À Rome, les spéculations n’ont pour ainsi dire presque jamais cessé depuis l’élection de François. Certains pointent ainsi régulièrement la fatigue de François, 84 ans, ou ses problèmes de santé, comme sa récente sciatique qui l’a empêché de présider plusieurs célébrations autour du 1er janvier. D’autres font également remarquer que la durée de son pontificat a désormais dépassé celle de Benoît XVI.

Autour de Noël, plusieurs journaux ont pris prétexte d’une citation de l’un des proches du pape, Austen Ivereigh, pour relancer la rumeur.
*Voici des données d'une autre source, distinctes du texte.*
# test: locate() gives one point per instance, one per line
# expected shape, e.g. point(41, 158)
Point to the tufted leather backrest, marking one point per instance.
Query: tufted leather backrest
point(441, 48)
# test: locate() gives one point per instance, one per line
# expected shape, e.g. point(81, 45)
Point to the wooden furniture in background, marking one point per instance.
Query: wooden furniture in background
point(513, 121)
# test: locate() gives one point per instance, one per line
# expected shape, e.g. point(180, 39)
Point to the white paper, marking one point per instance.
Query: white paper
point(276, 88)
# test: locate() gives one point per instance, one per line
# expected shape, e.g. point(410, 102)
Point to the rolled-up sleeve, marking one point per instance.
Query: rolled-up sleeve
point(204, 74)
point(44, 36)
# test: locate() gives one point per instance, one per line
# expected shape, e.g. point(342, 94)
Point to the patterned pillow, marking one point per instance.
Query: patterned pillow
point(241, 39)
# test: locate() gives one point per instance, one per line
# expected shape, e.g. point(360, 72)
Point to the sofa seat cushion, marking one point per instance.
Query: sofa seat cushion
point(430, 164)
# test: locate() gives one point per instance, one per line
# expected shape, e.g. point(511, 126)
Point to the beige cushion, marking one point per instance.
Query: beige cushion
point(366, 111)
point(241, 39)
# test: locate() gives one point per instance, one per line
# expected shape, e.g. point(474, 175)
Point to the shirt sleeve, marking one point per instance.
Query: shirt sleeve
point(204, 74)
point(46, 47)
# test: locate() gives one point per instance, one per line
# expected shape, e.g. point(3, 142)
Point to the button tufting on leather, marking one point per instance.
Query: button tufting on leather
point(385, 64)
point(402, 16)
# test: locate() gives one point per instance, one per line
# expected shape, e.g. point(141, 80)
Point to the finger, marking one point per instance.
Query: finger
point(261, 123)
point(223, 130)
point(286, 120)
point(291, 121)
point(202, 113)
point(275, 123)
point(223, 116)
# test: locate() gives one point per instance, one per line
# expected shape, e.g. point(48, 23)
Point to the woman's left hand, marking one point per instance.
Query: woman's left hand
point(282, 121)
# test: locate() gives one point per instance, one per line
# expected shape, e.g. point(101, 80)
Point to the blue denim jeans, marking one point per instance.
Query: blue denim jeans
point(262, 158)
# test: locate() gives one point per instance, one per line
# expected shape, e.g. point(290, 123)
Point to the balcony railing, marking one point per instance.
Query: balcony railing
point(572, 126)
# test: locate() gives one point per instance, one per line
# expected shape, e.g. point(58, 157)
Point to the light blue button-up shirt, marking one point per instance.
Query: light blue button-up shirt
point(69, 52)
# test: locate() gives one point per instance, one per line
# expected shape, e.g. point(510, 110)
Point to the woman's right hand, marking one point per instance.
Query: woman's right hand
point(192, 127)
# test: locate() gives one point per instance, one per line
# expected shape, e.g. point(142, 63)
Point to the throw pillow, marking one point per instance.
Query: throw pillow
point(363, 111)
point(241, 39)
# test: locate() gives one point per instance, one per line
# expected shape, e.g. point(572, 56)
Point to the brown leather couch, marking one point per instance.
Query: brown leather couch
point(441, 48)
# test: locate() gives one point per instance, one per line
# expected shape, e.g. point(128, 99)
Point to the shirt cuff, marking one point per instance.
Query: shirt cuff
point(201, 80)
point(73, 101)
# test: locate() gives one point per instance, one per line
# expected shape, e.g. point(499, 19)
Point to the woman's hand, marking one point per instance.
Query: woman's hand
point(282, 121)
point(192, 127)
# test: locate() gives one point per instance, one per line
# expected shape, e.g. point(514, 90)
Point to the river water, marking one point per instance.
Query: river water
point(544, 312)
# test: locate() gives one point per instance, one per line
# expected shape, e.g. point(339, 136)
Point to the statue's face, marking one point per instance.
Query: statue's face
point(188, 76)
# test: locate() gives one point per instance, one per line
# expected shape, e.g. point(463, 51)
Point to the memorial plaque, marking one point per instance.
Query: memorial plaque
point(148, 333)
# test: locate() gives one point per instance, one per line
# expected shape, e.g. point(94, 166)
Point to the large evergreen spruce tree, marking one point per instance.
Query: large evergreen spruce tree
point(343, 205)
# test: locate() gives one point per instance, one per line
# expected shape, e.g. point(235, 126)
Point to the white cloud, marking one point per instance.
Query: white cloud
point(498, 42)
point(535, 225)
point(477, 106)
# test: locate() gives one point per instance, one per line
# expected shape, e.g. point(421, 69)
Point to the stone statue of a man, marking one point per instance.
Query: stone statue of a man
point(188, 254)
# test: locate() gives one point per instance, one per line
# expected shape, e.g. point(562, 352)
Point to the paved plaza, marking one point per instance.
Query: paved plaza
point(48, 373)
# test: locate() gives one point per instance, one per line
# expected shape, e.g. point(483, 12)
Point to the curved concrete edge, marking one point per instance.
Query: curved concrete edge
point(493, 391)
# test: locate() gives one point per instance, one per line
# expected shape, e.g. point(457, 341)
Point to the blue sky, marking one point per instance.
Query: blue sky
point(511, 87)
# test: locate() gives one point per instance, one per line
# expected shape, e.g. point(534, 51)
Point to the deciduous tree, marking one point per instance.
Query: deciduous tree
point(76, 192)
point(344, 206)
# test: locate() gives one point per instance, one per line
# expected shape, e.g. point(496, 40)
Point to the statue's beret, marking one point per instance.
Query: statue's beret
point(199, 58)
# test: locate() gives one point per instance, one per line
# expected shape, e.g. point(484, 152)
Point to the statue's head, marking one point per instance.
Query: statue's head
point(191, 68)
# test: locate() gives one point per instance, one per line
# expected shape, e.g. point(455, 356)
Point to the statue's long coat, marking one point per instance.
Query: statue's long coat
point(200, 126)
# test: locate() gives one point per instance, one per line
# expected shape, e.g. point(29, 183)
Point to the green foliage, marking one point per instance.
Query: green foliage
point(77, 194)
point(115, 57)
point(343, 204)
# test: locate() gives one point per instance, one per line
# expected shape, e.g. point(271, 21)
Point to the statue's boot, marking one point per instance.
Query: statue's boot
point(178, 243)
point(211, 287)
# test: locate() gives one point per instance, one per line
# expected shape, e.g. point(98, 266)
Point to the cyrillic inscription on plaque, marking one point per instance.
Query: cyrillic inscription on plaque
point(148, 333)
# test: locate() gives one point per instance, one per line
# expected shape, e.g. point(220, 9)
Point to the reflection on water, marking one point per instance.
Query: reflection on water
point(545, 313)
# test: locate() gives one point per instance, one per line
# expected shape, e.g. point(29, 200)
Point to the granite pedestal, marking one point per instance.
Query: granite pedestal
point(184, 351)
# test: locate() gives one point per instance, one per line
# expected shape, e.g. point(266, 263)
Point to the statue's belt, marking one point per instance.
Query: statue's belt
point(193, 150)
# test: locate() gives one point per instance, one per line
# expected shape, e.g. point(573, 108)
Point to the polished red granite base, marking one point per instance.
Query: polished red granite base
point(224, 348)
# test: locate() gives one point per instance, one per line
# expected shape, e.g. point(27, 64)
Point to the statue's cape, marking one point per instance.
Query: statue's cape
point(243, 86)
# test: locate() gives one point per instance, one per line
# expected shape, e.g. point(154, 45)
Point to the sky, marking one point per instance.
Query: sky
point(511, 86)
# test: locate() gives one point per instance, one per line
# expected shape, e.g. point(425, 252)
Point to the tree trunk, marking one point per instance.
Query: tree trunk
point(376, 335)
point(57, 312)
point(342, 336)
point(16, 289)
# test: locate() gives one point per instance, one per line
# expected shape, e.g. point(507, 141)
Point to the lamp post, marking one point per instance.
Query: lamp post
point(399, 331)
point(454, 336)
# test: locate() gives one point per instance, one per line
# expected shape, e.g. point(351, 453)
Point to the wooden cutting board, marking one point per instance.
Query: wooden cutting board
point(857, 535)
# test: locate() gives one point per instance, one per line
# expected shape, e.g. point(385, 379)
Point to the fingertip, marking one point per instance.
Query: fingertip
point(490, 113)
Sauf que ce journaliste avait par la suite démenti ses propos, prétendument tenus auprès d’un magazine britannique.


« Je n’ai jamais dit que le pape allait bientôt démissionner, et je n’ai cessé de répéter le contraire ces dernières semaines : il s’agit d’un pontificat en plein essor, dynamisé par la crise de Covid, sur le point de mettre en œuvre d’importantes réformes du Vatican et de planifier des voyages en Irak et au Sud Soudan »
, écrit-il écrit sur Twitter.

L’année d’avant, certains avaient également remis cette question sur le devant de la scène après un geste d’agacement du pape, le 31 décembre 2019, à l’encontre d’une femme qui l’avait agrippé.

Collaborateurs limités

Si la renonciation de François est bel et bien une option pour le pape, qui ne l’a jamais exclue, il est certain qu’une telle décision serait, comme dans le cas de Benoît XVI, prise dans le plus grand secret. Le pape argentin, dont le nombre de collaborateurs de confiance est extrêmement limité, consulte beaucoup mais décide seul. Et il tient à se préserver de toute pression, dont celles provoquées par les rumeurs.


C’est ainsi que, selon une source proche du pape, il a par exemple confié à deux personnes le soin de gérer son agenda, l’une ayant connaissance des rendez-vous pris le matin, l’autre de ceux fixés l’après-midi. Le pape est ainsi le seul à connaître l’intégralité des personnes qu’il rencontre. Une manière de préserver sa vie privée et sa liberté de décision, en dehors des spéculations. Y compris pour une éventuelle renonciation.